Veteran energy-investment bankers are applying tried-and-true oil patch financing methods to a sector that's not so down on its luck – weed.
Sonny Mottahed, chief executive officer of Calgary-based Black Spruce Merchant Capital, said he and his team are taking a three-pronged approach to their first foray into the cannabis sector as legalization approaches.
He and Black Spruce colleague Dave Cheadle have set up a private-equity fund to invest in a range of cannabis-related businesses. They have also begun ground work on the firm's own greenhouse in Lethbridge, Alta., and are establishing a real estate investment trust that will act as landlord for medical- and recreational-marijuana producers.
The moves come following months of study into what is expected to be an exponentially growing industry in Canada and elsewhere. The outlook for oil and gas has not been so bright as recovery from a two-year downturn has plodded.
Mr. Mottahed said the multibillion-dollar revenue potential for cannabis in Canada and elsewhere could be similar to two other industries that changed modern life – mobile telecom and online commerce. Ottawa has set July 1, 2018, as legalization date for marijuana, and several investors are betting on a boom.
"Would I have looked at it if the oil and gas industry hadn't cratered? Possibly not. But I saw it and compared it to these other two industries that had never existed before," he said. "I didn't participate in those other than investing in my own personal account. This one, I thought, as a principal investor makes a lot of sense."
Indeed, other energy professionals have said they are examining opportunities in cannabis as regulations become clearer at home and abroad. Black Spruce, founded by former Raymond James and Canaccord Genuity investment bankers in 2012, provides financing and advisory services to junior energy companies.

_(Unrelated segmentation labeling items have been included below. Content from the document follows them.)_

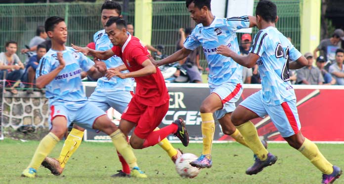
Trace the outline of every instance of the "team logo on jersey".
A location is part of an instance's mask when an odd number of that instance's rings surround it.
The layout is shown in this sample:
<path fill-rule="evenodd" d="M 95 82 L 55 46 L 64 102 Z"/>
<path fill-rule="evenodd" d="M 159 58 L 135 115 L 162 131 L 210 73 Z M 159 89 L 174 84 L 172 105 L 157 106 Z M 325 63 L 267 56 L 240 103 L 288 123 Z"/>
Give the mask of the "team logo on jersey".
<path fill-rule="evenodd" d="M 216 28 L 215 29 L 214 31 L 215 32 L 215 33 L 216 33 L 216 34 L 217 36 L 221 35 L 221 34 L 222 33 L 222 29 L 221 28 Z"/>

The firm's cannabis private-equity fund, CBi2, will close its first tranche of funding in early May and a second closing is planned about two months later. It is seeking $50-million in investment capital, targeting interests in up to 25 private and public companies.
For the REIT, the firm is in talks with a number of producers that are licensed by Health Canada to develop medical marijuana to spend up to a total of $100-million acquiring their properties to lease them back. It also plans similar deals in the United States.
"All of these facilities have been financed with equity and these businesses are not being valued on their real estate holdings but their cash-flow generation potential," Mr. Mottahed said. "So it's a non-dilutive form of financing for them to be able to take that capital and invest it directly into what the business is."
Indeed, numerous oil and gas producers have done similar transactions in recent years, selling energy-processing facilities to specialized operators to redeploy the capital into operations or debt reduction.
The group is a late applicant into medical marijuana. Its $9.7-million greenhouse is expected to be completed later this year. The eventual aim is a sale to a larger company or an initial public offering, depending on market conditions.
The new producer, called Fifty First Parallel, aims to capitalize on what could be a tight Alberta market for recreational marijuana postlegalization. The company estimates Canada's overall recreational market at $6-billion by 2024.
Alberta's currently licensed producers include Aurora Cannabis Inc. and Acreage Pharms Ltd., according to Health Canada. Aurora is building a massive growing operation at the Edmonton International Airport to take advantage of the coming legalization.
"Our focus is to have the commodity, but we're capitalists. We're kind of looking at this opportunity and saying at some point in time it may make more sense in the portfolio of somebody else," Mr. Mottahed said.